Read alignments and BAM files¶
- Paired-end versus single-end: In paired-end sequencing, both ends of a cluster on a flow cell are sequenced. Each mate is guaranteed to have originated from the same molecule. In single-end sequencing, only one end of a molecule is sequenced. MISO supports both paired-end and single-end data. All paired-end data can be run in MISO as single-end by simply omitting the
--paired-end
parameter. In that case, MISO will treat each mate of a pair independently. - Properly paired read pair: This term applies only to paired-end data, and refers to read pairs where both mates are mapped in a way that makes sense given the strandedness of the RNA-Seq protocol and the alignments of the individual mates. When MISO maps read pairs to event annotations in paired-end mode, it only considers properly paired reads. If the mates maps to distinct chromosomes, then the read pair will not be considered properly paired. Similarly, if one mate maps in opposite orientation to what is expected given the strandedness setting, it will not be considered properly paired. Finally, if one mate maps to within the boundaries of an annotated event but the other does not, the read pair will not be considered (though if such cases are common, one can use MISO in single-end mode.) MISO will generally look for the BAM flag that encodes whether a read pair is properly paired or not. Otherwise, it pairs mates together from a BAM file using their read IDs.

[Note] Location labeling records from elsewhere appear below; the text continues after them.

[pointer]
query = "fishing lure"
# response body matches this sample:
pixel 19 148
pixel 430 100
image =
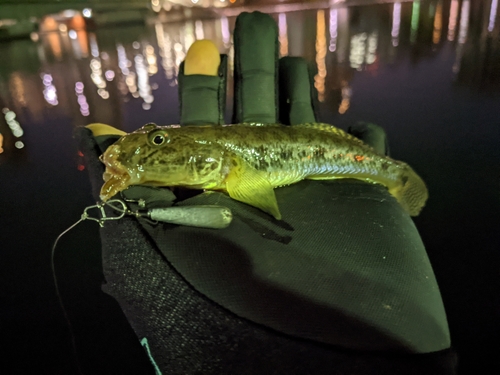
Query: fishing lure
pixel 208 216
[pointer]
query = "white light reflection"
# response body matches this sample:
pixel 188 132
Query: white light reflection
pixel 452 21
pixel 82 100
pixel 462 34
pixel 109 74
pixel 415 16
pixel 283 34
pixel 97 78
pixel 493 14
pixel 438 23
pixel 155 5
pixel 319 79
pixel 464 22
pixel 165 45
pixel 370 56
pixel 143 81
pixel 363 49
pixel 224 26
pixel 149 53
pixel 188 34
pixel 396 22
pixel 15 127
pixel 124 64
pixel 49 92
pixel 87 12
pixel 198 30
pixel 94 49
pixel 333 29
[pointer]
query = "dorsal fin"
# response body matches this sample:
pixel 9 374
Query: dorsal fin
pixel 331 129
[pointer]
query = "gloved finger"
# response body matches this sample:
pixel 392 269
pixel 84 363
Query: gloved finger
pixel 202 85
pixel 255 69
pixel 296 91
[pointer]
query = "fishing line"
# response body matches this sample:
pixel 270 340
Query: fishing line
pixel 66 317
pixel 214 217
pixel 85 216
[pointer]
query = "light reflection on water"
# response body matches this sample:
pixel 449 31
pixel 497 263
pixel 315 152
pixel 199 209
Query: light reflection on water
pixel 92 77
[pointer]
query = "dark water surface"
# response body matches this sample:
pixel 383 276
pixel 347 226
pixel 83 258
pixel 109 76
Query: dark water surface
pixel 428 72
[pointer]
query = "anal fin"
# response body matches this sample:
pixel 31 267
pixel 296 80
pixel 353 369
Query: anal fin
pixel 250 186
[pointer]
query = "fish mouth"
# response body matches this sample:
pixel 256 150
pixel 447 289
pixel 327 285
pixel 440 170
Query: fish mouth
pixel 116 177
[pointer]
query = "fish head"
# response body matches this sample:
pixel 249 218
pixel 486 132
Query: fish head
pixel 164 156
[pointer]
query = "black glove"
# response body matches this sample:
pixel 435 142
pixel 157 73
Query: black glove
pixel 345 269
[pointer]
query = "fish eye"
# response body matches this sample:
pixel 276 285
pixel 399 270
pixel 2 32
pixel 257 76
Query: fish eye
pixel 148 127
pixel 158 138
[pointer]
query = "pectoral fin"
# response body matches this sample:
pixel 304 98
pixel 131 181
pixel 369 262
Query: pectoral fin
pixel 248 185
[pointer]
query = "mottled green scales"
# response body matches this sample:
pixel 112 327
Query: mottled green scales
pixel 249 160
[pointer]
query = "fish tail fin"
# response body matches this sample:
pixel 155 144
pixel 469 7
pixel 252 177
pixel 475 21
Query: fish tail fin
pixel 411 193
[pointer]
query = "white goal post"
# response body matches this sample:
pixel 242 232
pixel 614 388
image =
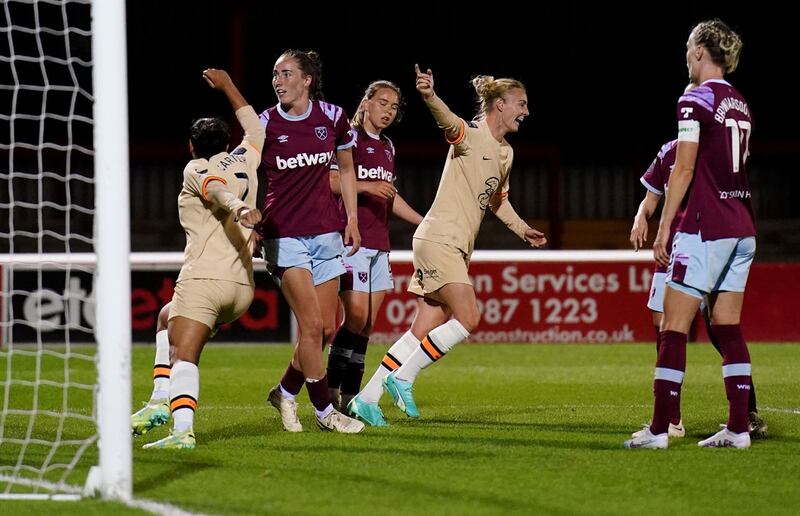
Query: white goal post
pixel 64 137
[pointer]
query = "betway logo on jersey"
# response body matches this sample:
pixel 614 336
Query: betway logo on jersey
pixel 303 160
pixel 374 173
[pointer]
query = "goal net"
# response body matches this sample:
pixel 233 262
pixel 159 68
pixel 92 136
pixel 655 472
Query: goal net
pixel 52 265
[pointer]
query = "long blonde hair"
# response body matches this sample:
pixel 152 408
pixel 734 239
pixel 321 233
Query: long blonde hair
pixel 489 89
pixel 722 43
pixel 372 89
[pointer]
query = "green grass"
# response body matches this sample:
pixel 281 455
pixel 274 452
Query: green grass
pixel 505 429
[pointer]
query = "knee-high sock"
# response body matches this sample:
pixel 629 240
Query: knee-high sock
pixel 184 389
pixel 736 371
pixel 319 395
pixel 292 382
pixel 392 360
pixel 670 368
pixel 351 383
pixel 434 346
pixel 341 350
pixel 675 413
pixel 752 406
pixel 161 368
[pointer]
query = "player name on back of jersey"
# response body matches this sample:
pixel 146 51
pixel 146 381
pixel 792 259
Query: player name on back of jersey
pixel 727 104
pixel 303 159
pixel 229 160
pixel 374 173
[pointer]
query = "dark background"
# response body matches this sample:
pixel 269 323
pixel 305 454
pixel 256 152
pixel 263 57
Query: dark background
pixel 602 79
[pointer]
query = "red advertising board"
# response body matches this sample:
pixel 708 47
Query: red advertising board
pixel 560 297
pixel 555 302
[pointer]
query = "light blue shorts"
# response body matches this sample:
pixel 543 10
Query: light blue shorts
pixel 319 254
pixel 698 268
pixel 658 287
pixel 367 271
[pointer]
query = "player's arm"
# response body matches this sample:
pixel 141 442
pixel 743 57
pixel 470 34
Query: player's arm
pixel 254 131
pixel 679 182
pixel 347 186
pixel 646 209
pixel 215 190
pixel 400 208
pixel 508 215
pixel 453 126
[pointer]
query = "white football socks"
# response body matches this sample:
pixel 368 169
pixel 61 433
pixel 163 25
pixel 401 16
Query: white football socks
pixel 394 358
pixel 433 347
pixel 161 368
pixel 184 389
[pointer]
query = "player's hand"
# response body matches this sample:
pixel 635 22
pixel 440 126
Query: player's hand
pixel 535 238
pixel 639 233
pixel 382 189
pixel 424 82
pixel 255 244
pixel 352 236
pixel 660 251
pixel 217 79
pixel 248 217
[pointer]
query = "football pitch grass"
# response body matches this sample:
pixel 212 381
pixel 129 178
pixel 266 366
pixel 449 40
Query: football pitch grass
pixel 505 429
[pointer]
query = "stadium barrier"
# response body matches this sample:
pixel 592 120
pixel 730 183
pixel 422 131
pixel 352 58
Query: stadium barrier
pixel 524 296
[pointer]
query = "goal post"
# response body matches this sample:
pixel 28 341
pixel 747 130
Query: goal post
pixel 112 226
pixel 64 251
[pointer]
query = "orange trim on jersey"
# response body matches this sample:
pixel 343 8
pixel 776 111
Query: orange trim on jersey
pixel 208 180
pixel 501 195
pixel 458 138
pixel 431 349
pixel 391 364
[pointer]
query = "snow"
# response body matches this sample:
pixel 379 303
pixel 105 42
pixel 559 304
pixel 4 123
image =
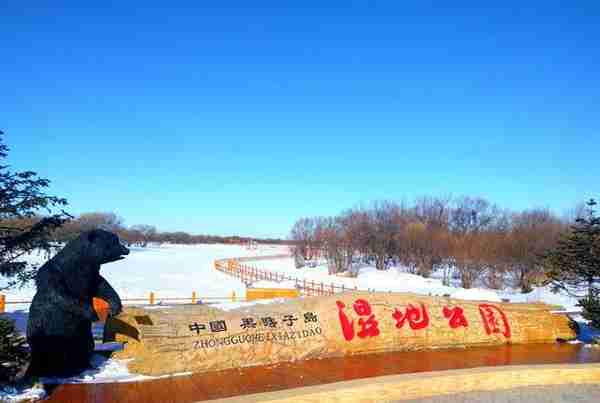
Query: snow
pixel 11 394
pixel 477 294
pixel 167 270
pixel 177 271
pixel 274 284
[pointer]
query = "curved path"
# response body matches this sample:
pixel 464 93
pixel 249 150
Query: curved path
pixel 246 381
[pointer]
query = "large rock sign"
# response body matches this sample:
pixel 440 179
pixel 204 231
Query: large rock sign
pixel 199 338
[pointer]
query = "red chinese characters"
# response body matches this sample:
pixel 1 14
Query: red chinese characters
pixel 456 317
pixel 494 320
pixel 369 327
pixel 417 317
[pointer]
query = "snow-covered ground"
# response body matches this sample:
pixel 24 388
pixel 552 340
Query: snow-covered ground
pixel 177 271
pixel 396 279
pixel 167 270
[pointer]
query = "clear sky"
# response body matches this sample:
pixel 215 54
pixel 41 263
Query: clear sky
pixel 243 117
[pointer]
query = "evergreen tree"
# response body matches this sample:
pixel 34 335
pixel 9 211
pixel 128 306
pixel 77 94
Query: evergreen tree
pixel 574 265
pixel 22 200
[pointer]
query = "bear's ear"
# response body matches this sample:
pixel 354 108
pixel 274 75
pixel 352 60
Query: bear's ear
pixel 92 236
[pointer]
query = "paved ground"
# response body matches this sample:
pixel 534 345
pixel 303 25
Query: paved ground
pixel 537 394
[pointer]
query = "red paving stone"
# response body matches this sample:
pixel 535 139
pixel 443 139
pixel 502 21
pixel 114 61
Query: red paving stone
pixel 235 382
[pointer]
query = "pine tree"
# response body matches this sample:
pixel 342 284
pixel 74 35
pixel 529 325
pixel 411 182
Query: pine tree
pixel 574 265
pixel 22 230
pixel 13 351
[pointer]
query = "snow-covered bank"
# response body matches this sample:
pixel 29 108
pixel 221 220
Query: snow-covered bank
pixel 396 279
pixel 167 270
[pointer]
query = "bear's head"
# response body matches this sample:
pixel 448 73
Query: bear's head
pixel 101 247
pixel 80 260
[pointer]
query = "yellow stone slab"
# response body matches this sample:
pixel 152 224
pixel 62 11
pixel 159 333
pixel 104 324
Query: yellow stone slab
pixel 198 338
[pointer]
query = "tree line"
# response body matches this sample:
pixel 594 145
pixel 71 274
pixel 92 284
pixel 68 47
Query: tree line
pixel 469 236
pixel 134 235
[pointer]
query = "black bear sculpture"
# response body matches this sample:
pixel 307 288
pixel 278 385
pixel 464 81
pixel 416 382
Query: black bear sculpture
pixel 59 328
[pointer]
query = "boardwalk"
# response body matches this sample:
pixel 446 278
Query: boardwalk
pixel 237 382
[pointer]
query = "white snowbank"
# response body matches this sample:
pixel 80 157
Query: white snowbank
pixel 168 271
pixel 477 294
pixel 10 394
pixel 274 284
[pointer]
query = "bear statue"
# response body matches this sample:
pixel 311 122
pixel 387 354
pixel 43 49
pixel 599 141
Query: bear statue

- Overhang: Overhang applied to splice junction reads, refers to the minimum number of bases covered by the read on any of the exons involved in the junction. For example, if a junction read of length 30 is aligned to the border of two exons with 10 bases covered on one exon and 20 bases covered on the other exon, the overhang is defined to be 10 (the smallest of the two numbers.) For single-end reads, requiring a considerable overhang like 4 or more helps filter alignments that appear as junction reads but are simply artifacts of sequencing errors and/or alignment errors. Overhang is not defined for paired-end reads.
Inference terms¶
There are a number of technical parameter settings related to Markov chain Monte Carlo inference (MCMC), which the MISO engine is based on. In virtually all cases, users never have to mind or alter these settings, but they are explained here for completeness. These are configurable from the MISO settings file.

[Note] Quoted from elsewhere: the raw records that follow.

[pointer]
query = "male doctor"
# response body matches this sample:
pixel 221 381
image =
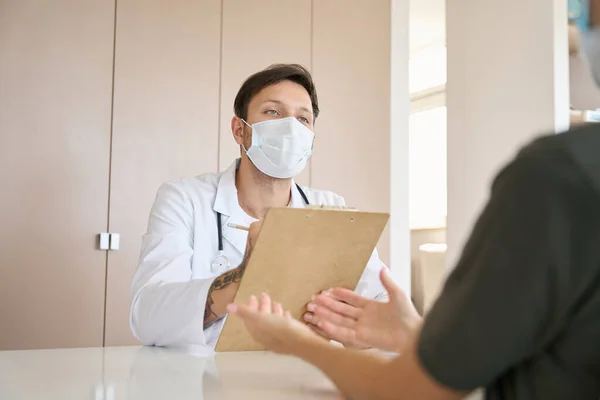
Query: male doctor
pixel 191 260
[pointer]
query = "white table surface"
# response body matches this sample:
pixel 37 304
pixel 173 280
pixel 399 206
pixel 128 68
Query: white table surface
pixel 127 373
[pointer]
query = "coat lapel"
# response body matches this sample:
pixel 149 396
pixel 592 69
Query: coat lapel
pixel 226 203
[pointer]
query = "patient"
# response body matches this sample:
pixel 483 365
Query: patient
pixel 520 313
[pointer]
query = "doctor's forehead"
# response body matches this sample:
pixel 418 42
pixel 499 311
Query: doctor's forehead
pixel 286 94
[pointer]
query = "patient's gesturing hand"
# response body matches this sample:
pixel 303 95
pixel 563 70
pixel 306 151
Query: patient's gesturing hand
pixel 273 327
pixel 357 321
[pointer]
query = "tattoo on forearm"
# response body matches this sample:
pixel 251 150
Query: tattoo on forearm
pixel 229 277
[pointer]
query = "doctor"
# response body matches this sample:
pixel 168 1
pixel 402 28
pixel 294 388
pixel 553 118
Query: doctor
pixel 191 260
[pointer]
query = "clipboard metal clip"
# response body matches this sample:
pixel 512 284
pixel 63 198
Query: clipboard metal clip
pixel 324 207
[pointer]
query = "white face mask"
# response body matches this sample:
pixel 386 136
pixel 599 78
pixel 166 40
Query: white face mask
pixel 280 147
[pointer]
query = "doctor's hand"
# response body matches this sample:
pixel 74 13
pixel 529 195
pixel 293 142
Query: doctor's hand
pixel 356 321
pixel 253 232
pixel 272 327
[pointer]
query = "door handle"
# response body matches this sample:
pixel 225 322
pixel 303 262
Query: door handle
pixel 104 241
pixel 115 241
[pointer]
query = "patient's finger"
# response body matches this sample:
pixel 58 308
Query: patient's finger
pixel 325 314
pixel 277 308
pixel 350 297
pixel 338 333
pixel 319 331
pixel 253 303
pixel 265 304
pixel 335 306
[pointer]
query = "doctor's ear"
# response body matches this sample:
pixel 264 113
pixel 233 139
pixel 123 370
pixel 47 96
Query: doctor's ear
pixel 237 128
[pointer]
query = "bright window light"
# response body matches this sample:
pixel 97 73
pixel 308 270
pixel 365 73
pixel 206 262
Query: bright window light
pixel 427 169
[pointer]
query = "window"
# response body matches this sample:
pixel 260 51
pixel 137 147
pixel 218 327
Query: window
pixel 427 139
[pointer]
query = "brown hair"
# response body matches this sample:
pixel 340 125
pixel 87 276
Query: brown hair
pixel 269 76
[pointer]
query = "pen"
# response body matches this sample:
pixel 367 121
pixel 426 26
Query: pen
pixel 241 227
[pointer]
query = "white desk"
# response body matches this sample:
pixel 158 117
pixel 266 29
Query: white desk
pixel 127 373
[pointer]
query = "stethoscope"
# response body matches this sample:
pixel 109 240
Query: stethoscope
pixel 221 263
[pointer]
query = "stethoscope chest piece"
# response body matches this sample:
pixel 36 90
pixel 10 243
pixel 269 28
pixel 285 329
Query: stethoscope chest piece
pixel 220 263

- Number of (MCMC) chains: The number of independent MCMC chains used by MISO when performing inferences.
The default number is 6 which is considered a conservative setting for the problem. High chain numbers like 6 prevent MISO from getting stuck in suboptimal Ψ values.
- Lag: The number of MCMC samples to skip over when computing the posterior distribution over Ψ. The default is 10. High settings of this parameter can, in some cases, prevent autocorrelations between MCMC samples.
- Burn-in: The number of initial MCMC samples to exclude when computing the posterior distribution over Ψ. Large settings of burn-in can prevent generation of posterior distributions over Ψ that are closely correlated to the initial random setting of Ψ used by the sampler.